Niente quote rosa, il Tar boccia la giunta di Assisi

Il Tar dell’Umbria boccia la giunta comunale di Assisi, accogliendo il ricorso sulle cosiddette ‘quote rosa‘ presentato a settembre dello scorso anno da alcune associazioni e da esponenti politici dell’opposizione. I giudici – il presidente Cesare Lamberti e i consiglieri Carlo Luigi Cardoni e Stefano Fantini – hanno detto sì alle ragioni delle donne escluse dalla giunta. Tra le motivazioni del ricorso veniva citato un principio costituzionale, alcune leggi dello Stato, ma soprattutto un paio di articoli dello statuto comunale, in cui si faceva esplicito riferimento al rispetto delle quote rosa.
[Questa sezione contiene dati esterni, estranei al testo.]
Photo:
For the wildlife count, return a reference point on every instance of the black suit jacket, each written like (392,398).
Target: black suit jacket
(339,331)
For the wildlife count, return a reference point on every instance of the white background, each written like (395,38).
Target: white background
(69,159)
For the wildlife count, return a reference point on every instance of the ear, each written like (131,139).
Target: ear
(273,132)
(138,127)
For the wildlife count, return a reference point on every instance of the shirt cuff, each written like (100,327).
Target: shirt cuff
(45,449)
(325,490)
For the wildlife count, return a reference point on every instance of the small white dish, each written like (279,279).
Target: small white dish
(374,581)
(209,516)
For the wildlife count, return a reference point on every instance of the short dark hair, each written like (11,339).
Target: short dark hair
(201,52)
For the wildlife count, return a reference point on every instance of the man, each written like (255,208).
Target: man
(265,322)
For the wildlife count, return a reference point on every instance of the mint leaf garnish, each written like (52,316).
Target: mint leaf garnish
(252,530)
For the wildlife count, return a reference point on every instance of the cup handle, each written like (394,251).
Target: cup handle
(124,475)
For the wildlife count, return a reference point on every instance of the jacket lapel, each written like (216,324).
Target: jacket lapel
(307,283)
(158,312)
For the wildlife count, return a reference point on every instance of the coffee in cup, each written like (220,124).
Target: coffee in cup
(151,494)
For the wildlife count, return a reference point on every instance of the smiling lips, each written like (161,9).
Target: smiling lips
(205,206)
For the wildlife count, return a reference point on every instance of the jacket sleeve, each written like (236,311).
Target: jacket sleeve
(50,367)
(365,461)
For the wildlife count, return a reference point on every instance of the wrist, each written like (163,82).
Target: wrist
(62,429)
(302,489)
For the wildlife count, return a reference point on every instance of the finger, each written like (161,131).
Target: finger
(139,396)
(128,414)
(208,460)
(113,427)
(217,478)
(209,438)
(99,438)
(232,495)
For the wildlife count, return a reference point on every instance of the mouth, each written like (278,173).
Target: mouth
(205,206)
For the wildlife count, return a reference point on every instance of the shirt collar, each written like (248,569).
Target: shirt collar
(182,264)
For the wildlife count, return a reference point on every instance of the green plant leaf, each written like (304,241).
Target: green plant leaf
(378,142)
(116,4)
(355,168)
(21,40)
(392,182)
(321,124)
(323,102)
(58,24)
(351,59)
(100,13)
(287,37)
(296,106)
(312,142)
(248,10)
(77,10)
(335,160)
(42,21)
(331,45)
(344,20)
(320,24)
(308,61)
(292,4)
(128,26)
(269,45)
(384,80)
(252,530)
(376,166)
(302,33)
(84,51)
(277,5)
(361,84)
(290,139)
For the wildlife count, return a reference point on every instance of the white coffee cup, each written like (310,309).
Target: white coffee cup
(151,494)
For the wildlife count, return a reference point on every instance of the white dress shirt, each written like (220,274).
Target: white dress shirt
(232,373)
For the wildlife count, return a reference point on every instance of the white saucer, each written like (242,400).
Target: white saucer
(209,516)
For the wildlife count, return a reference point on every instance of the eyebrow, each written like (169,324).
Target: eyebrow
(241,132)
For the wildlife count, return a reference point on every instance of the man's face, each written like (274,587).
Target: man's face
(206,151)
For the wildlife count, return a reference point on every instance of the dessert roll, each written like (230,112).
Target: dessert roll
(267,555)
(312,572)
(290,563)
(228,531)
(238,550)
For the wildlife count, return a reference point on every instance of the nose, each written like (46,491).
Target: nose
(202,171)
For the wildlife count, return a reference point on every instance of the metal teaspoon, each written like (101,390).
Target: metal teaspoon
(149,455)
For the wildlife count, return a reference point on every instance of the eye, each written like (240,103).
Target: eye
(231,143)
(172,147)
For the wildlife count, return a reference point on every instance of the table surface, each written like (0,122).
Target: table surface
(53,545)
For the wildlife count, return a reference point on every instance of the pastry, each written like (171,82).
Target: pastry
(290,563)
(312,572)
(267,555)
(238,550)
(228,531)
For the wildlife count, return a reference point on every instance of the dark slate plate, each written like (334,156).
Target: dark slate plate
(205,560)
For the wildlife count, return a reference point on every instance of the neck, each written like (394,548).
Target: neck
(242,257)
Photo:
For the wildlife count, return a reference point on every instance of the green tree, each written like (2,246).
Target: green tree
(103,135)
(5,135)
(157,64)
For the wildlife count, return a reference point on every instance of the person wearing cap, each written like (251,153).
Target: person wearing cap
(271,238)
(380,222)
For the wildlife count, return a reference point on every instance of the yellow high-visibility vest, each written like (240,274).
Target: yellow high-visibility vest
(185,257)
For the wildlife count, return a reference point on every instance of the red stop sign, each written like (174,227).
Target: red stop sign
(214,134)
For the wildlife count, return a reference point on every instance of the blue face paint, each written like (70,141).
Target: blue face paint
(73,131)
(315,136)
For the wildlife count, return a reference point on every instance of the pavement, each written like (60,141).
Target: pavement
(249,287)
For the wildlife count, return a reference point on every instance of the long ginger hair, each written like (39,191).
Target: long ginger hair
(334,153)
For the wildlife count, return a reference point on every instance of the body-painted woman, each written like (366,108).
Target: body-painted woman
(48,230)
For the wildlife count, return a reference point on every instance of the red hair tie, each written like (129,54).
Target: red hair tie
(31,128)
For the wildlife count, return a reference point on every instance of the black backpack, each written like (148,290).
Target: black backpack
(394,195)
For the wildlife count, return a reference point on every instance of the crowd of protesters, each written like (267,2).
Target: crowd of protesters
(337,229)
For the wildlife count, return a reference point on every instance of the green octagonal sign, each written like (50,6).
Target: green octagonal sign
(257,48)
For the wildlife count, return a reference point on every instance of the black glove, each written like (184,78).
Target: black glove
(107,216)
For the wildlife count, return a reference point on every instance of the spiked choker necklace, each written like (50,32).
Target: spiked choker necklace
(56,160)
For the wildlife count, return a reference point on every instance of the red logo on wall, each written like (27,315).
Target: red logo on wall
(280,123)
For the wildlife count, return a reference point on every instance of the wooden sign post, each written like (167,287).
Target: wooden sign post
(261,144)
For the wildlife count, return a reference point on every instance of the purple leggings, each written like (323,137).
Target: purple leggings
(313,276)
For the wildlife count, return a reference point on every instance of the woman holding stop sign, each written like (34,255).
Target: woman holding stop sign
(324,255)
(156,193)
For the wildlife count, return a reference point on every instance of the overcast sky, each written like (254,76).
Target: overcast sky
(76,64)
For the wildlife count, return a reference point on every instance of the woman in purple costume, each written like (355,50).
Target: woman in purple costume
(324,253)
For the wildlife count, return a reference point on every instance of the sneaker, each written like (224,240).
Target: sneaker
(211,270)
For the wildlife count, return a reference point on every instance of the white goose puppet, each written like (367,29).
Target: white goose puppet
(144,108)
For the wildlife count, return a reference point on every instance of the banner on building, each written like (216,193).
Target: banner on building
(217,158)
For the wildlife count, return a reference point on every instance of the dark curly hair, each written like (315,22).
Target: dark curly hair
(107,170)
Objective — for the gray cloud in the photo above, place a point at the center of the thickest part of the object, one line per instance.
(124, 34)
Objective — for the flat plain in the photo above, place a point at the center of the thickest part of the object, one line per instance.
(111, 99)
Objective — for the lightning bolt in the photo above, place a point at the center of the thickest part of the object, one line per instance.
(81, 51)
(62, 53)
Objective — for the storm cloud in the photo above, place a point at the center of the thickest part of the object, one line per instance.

Il sindaco non ci sta – Il primo cittadino, Claudio Ricci, annuncia intanto battaglia e si dice pronto a ricorrere contro la sentenza al Consiglio di Stato: “In attesa di conoscere e valutare le motivazioni – spiega il sindaco – ricorreremo al Consiglio di Stato. Ribadisco che le nomine di Giunta sono state fatte nel rispetto della volontà degli elettori (numero di preferenze ottenute), nel rispetto dello statuto del Comune (da ricordare che non esiste una legge dello Stato sul tema delle “quote rosa”) e inserendo comunque alla presidenza del consiglio, una donna”.